Un nouvel ouvrage rédigé par trois assistants de l'ULg décortique la loi qui règle la détention préventive et la façon dont elle est appliquée par les professionnels du droit*. Œuvre de juristes et non de criminologues, ce livre n'aborde pas le problème de la surpopulation carcérale, dont l'usage intensif de la détention préventive est l'une des causes.
Cet ouvrage sera un précieux outil de travail pour les magistrats, avocats, étudiants en droit et pour tous ceux qui s'intéressent aux conditions dans lesquelles un individu peut être privé de sa liberté. Elles sont fixées par la loi du 20 juillet 1990 qui organise la détention préventive en tant que solution ultime, justifiée seulement quand toutes les autres options s'avèrent insuffisantes. Cette loi portait l'espoir d'en limiter le recours, voire de porter à la baisse le nombre de ceux qui en font l'objet. Or, c'est le phénomène inverse qui s'est produit. Sur les quelque 10 500 détenus qu'abritent aujourd'hui les prisons belges, près de 35% sont en détention préventive, alors qu'ils ne sont que de "simples" suspects, présumés innocents.
Le nombre d'inculpés incarcérés préventivement a plus que doublé depuis les années 1990, passant de quelque 1500 à plus de 3400. La détention préventive (son usage abusif ?) contribue donc de façon significative, mais pas exclusive, au dangereux problème de surpopulation carcérale. Une autre cause de ce phénomène se trouve dans la sévérité accrue des tribunaux, qui condamnent plus souvent qu'autrefois et prononcent des peines plus lourdes - donc, plus longues. Enfin, les libérations conditionnelles sont accordées de façon nettement plus parcimonieuse, surtout depuis l'affaire Dutroux.
Mais la loi ne doit-elle pas être revue, puisque le nombre des détenus préventifs n'a cessé d'augmenter depuis son entrée en vigueur il y a 20 ans ? Olivier Michiels s'inscrit en faux : « C'est une bonne loi, avec de solides garde-fous. Le problème ne vient donc pas du texte lui-même, mais de la manière dont il est appliqué. Car il y a, effectivement, beaucoup de personnes en détention préventive alors qu'elles ne devraient pas y être.

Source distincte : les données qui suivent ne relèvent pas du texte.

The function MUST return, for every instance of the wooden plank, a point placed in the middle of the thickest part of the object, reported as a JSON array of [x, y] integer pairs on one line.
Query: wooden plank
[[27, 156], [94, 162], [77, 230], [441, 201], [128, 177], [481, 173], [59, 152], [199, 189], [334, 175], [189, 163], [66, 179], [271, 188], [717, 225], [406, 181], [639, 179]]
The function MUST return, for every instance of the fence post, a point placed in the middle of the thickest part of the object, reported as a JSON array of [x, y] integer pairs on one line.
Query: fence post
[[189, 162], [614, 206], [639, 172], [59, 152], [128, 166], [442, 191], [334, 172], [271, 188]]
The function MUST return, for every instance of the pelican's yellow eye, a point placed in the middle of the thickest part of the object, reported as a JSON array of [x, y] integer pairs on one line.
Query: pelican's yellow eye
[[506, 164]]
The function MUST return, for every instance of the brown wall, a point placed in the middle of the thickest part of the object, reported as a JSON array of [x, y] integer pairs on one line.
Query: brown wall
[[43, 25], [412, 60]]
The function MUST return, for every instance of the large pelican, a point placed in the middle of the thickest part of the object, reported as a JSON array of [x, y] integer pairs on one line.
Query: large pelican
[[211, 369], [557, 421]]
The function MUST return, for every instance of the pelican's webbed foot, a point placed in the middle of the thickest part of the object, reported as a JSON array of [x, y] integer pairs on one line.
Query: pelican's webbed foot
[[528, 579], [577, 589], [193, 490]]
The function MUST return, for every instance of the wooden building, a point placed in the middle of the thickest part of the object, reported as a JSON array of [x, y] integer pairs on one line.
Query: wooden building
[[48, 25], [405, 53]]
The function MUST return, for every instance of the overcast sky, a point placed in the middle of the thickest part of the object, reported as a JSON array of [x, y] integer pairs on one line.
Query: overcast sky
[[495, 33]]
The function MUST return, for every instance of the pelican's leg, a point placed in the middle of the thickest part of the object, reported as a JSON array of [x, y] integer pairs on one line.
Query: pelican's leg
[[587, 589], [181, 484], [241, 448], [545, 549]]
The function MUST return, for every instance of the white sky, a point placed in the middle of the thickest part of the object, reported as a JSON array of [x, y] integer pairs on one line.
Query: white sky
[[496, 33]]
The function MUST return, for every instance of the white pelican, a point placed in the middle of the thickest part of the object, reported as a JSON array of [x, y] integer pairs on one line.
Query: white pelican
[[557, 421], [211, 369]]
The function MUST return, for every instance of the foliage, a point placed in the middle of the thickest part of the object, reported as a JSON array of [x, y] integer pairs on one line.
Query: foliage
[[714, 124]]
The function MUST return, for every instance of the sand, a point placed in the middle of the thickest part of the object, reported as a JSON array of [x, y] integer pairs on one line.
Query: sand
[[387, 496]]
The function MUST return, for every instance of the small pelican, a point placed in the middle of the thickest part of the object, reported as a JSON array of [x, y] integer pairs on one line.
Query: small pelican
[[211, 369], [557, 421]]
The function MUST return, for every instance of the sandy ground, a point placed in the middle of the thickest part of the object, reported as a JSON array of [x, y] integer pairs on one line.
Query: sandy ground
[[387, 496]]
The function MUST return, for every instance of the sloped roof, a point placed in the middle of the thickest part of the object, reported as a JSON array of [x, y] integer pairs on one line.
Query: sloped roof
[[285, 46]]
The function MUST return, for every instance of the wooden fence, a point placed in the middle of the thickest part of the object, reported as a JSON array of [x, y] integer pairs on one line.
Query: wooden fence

Mais, quand un accident de roulage se solde malheureusement par la mort d'une personne, le public accepte mal que le conducteur soit remis en liberté, alors que la détention préventive n'est peut-être pas justifiée à son égard. »
La pression sociale, le sensationnalisme de certains médias, les inquiétudes sécuritaires : ces ingrédients contribuent-ils à un climat général qui pousserait les juges à remplir les prisons au-delà du raisonnable ? Le monde judiciaire est-il influencé par ce "bruit de fond" qui l'incite confusément à une répression accrue et à un usage sourcilleux du principe de précaution ? Benoît Dejemeppe, conseiller à la Cour de cassation et professeur aux Facultés Saint-Louis de Bruxelles, aborde cette question dans la préface qu'il consacre au livre d'Olivier Michiels, Daisy Chichoyan et Patrick Thevissen : « La justice ne manœuvre pas dans un monde aseptisé. (...) Les débats sur la détention préventive prennent la forme d'un duel entre les impératifs de sécurité et les exigences de la liberté (...). La tâche a toujours été délicate, mais elle est plus difficile à une époque où la notion de sécurité a pris une place déterminante dans un environnement marqué par une fracture sociale (...). La détention préventive fonctionne comme un miroir de la tolérance sociale à l'égard des diverses formes de délinquance. (...) L'évitement de l'enfermement et le recours à des mesures alternatives nécessitent des prises de risque, un affranchissement du climat ambiant parfois alimenté par la pression policière ou médiatique. (...) Un jour viendra où il faudra (...) élargir l'éventail des mesures alternatives, comme le recours à la surveillance électronique, approfondir les possibilités de médiation et envisager une technique plus radicale, celle du plafond dans le temps par le levée de la détention au-delà d'un certain délai. Les pays qui ont suivi cette voie ne sont pas pour autant devenus des terres de brigandage. »
Jacques Gevers
* Olivier Michiels, Daisy Chichoyan, Patrick Thevissen, La détention préventive, éditions Anthemis, Louvain-la-Neuve, 2010.